Not much is known about emergent New York outer-borough duo Doppelgangaz, except that they’re preternatural producers, and they favour capes. ‘Doppel Gospel’ is at once soul-inflected and brooding, bringing a welcome dark edge to classic boom-bap construction without ever straying into exaggerated horrorcore.

Blouse Into Black

Oregon duo Blouse, recently signed to Brooklyn’s Captured Tracks, sound a lot like pretty much everyone else out there: borrowed nostalgia, breathy vocals, moody synths, feigned aloofness, and dollops of reverb. The difference is they do it better than almost anyone else.

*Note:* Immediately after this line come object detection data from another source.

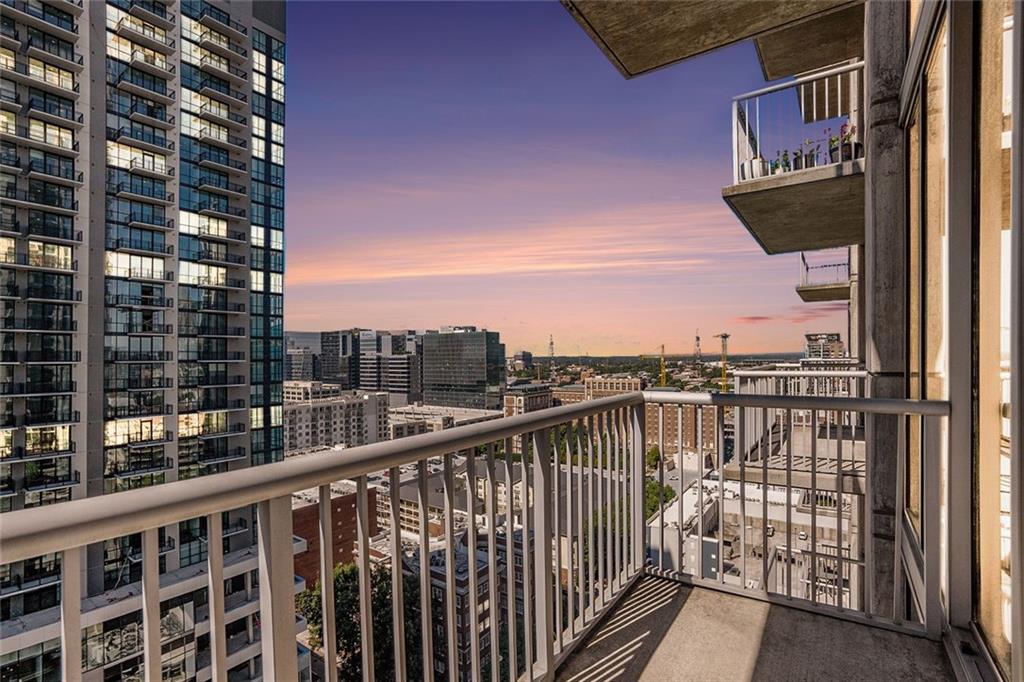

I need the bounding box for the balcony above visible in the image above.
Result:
[722,63,866,254]
[797,254,850,303]
[562,0,851,78]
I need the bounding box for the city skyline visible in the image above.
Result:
[285,3,846,355]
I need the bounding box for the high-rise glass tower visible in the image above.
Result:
[0,0,286,680]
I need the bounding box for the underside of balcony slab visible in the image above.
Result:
[722,159,864,254]
[797,280,850,303]
[557,578,954,682]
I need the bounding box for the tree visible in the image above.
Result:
[296,563,423,682]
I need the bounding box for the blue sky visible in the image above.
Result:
[286,2,846,354]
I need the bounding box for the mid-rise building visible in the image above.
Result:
[321,329,360,388]
[583,377,647,400]
[423,327,505,410]
[285,348,323,381]
[389,404,504,432]
[285,391,388,455]
[284,381,351,404]
[0,0,285,679]
[505,384,554,417]
[292,480,378,586]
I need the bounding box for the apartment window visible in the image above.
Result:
[975,0,1020,679]
[905,17,948,538]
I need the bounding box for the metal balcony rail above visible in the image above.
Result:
[800,253,850,287]
[732,61,865,184]
[0,391,949,680]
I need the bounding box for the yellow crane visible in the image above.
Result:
[640,343,669,386]
[715,332,729,393]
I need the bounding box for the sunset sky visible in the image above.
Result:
[285,2,846,355]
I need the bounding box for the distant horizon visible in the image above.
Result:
[285,325,831,360]
[285,2,847,355]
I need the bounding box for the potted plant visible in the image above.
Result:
[793,150,804,170]
[825,123,863,164]
[804,137,821,168]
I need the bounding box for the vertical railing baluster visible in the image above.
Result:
[629,400,647,578]
[442,453,459,682]
[595,413,608,610]
[785,410,794,597]
[659,402,665,573]
[586,415,600,620]
[505,438,516,682]
[715,407,735,583]
[521,432,536,680]
[676,404,686,574]
[693,406,705,580]
[466,447,483,680]
[557,425,563,655]
[534,431,557,679]
[358,476,378,682]
[741,407,757,590]
[484,438,499,682]
[206,512,227,682]
[572,413,587,635]
[60,547,85,680]
[142,528,163,682]
[836,412,852,610]
[761,408,775,592]
[413,460,434,682]
[558,422,575,646]
[387,467,406,682]
[810,410,818,604]
[609,411,623,594]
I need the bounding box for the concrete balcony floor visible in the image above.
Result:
[557,578,954,682]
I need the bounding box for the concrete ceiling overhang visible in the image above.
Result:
[722,159,865,255]
[562,0,863,78]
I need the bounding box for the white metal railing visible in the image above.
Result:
[0,391,948,680]
[800,253,850,287]
[732,61,865,183]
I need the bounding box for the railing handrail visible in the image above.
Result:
[0,391,949,562]
[732,370,871,379]
[732,59,864,102]
[0,392,643,563]
[643,391,949,417]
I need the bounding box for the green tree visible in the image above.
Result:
[296,563,423,682]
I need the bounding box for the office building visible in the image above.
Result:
[292,480,378,586]
[285,348,323,381]
[0,0,299,680]
[423,327,505,410]
[359,330,423,407]
[285,391,388,455]
[388,404,504,432]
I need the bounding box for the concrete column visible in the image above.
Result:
[860,0,907,615]
[847,244,865,361]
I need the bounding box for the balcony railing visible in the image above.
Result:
[0,391,949,680]
[732,62,865,184]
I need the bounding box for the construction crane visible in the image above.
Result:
[715,332,729,393]
[640,343,669,386]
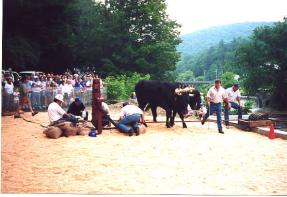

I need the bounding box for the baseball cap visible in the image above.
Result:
[75,97,82,103]
[55,94,64,103]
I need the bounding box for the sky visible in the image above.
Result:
[166,0,287,35]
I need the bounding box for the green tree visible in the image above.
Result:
[176,70,195,81]
[237,20,287,109]
[220,72,238,88]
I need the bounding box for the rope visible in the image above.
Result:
[21,117,48,128]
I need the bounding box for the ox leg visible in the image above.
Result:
[165,109,172,128]
[179,113,187,128]
[151,106,157,122]
[170,111,176,127]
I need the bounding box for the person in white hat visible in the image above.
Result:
[48,94,79,125]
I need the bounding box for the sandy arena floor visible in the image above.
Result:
[1,108,287,195]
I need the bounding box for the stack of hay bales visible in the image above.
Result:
[43,122,92,139]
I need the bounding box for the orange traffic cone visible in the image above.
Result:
[269,123,275,140]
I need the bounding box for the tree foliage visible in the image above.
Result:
[3,0,180,78]
[237,20,287,108]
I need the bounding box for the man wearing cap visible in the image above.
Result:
[14,76,38,118]
[48,94,79,125]
[224,84,242,128]
[118,102,144,136]
[201,79,230,134]
[68,97,88,120]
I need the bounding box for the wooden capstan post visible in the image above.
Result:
[92,78,105,134]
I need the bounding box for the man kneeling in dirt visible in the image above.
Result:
[48,94,79,126]
[118,102,144,136]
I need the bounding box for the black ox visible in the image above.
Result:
[135,80,201,128]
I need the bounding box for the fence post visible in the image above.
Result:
[92,78,104,134]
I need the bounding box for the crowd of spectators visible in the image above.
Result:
[2,71,102,112]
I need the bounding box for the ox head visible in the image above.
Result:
[174,86,194,116]
[189,89,201,110]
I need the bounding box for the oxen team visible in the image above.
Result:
[135,80,201,128]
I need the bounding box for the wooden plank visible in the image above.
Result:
[238,119,273,130]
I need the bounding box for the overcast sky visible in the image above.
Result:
[166,0,287,35]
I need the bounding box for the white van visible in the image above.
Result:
[19,71,45,77]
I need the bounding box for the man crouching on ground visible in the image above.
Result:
[118,102,144,136]
[48,94,79,126]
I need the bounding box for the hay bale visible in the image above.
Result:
[61,125,78,137]
[43,126,63,139]
[78,129,90,136]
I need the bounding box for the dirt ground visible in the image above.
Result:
[1,105,287,195]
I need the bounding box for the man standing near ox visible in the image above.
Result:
[224,84,242,128]
[201,79,230,134]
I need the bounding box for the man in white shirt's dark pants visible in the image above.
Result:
[224,84,242,128]
[201,80,230,134]
[118,102,144,136]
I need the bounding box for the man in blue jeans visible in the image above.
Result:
[201,79,230,134]
[118,102,144,136]
[224,84,242,128]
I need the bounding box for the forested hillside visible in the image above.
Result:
[177,22,273,56]
[3,0,180,78]
[176,19,287,109]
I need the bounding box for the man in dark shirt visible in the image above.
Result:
[68,97,88,120]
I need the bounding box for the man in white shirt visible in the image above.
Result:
[201,80,230,134]
[32,76,42,109]
[2,77,14,111]
[118,102,144,136]
[224,84,242,128]
[48,94,79,125]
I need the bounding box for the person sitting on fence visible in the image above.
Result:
[68,97,88,120]
[48,94,79,126]
[118,102,144,136]
[14,76,38,118]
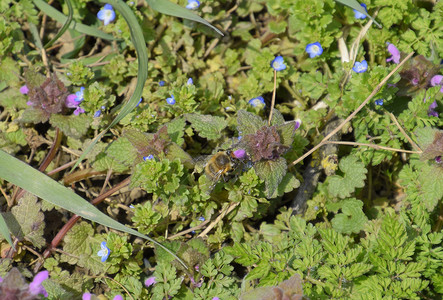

Veronica Falls – The Fountain

Veronica Falls might be dismissed as mere C86 revalists, were it not for the excellent songwriting and the immediacy of their post-punk-tinged and vocal-layered tracks. ‘The Fountain’ is a case in point, its spooky lyrics offsetting those delightfully jangly guitars.

Girls – Honey Bunny

Written by Christopher Owens of Girls whilst singing into his mobile phone on his birthday, ‘Honey Bunny’ certainly doesn’t sound like a track that has been obsessively composed. Spontaneity is the name of the game here but, as Owens sings “they don’t like my boney body, they don’t like my dirty hair” over twanging 60s guitars, what the song lacks in depth it more than compensates for with Orange Juice-style charm.

Trophy Wife – Wolf

On October 17th, Oxford-based trio Trophy Wife release their debut EP BRUXISM. Produced by Yannis Philippakis of Foals, this brooding track finds the band exploring new territory away from the bright sheen of their indie-disco beginnings and serves as a brilliantly haunting end to the record.